Andrew Breitbart and the "Big" websites are currently receiving a hefty dose of well-deserved criticism due to their shameful smear against Shirley Sherrod, and they have been scrambling to defend themselves.
Their attempts at defending their behavior have been, in equal doses, delusional and shamelessly dishonest. In other words, their response to this scandal nicely encapsulates the utter lack of journalistic integrity practiced by Breitbart's fledgling media empire.
A quick tour of their defenses so far:
Now, Big Journalism is seeking corrections from Media Matters for referring to Breitbart's original video as "heavily edited," courtesy of his childish "Correction Alpaca."
Now that the Breitbart-created "scandal" about supposedly "racist" comments from now-former USDA official Shirley Sherrod has completely fallen apart and been revealed as a dishonest smear campaign, conservative media figures are doing their best to whitewash their own involvement and pin all of the blame for the story on the administration.
It is unfathomable to exclude conservative media figures from criticism over the story. After all, they were the ones who created the entire "scandal" out of thin air and breathlessly promoted it. This story wouldn't have existed without their shameless dishonesty and irresponsibility.
This is not a defense of the administration, which quite obviously never should have trusted Andrew Breitbart in the first place.
Strangely enough, Big Government, which broke the story in question, seems to be making the same argument. After posting video of her appearance on CNN this morning, Big Government writer Jeff Dunetz writes [emphasis added]:
If this story is true, and there is no reason to doubt her, it shows the extent that Breitbart, Fox,and the Tea Party have gotten under the skin of the White House. Rather then to think it through they overreacted and forced Sherrod to pull over on the side of the road and resign without telling her side of the story.
It is also hard to understand why the NAACP would instantly condemn Ms Sherrod, if the speech was indeed as she said, why wouldn't they respond by releasing the entire speech? One explanation may be that she is lying, but if you listen closely to the end of the clip she does seem to be pivoting toward saying it was about income not race (and then seems to change her mind again).
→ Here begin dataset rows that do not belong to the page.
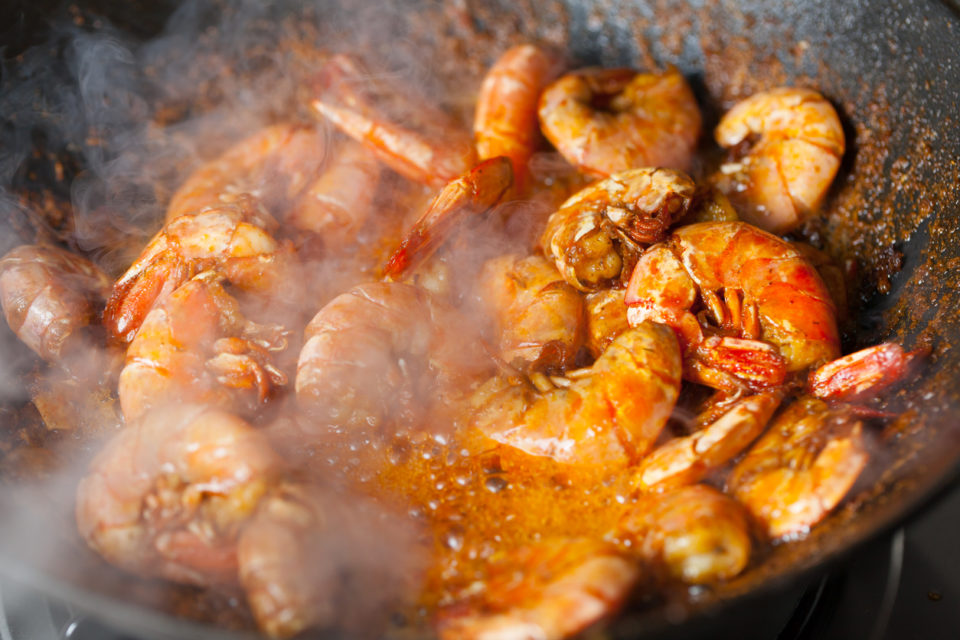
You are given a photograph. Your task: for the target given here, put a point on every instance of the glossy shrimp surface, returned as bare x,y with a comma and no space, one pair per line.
415,139
801,469
776,311
539,318
604,121
381,350
234,240
597,235
609,414
169,494
50,296
794,143
196,345
505,123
Another explanation for the White House and the NAACP not releasing the entire tape is the possibility that Shirley Sherrod is their sacrificial lamb. Possibly they do not care about the truth. Perhaps they realized their resolution attacking the Tea Party as racist was such a political loser, especially coming right after disclosure of DOJ Black Panther scandal, they see the condemnation of Sherrod as a way out of theses crises and seem racially balanced.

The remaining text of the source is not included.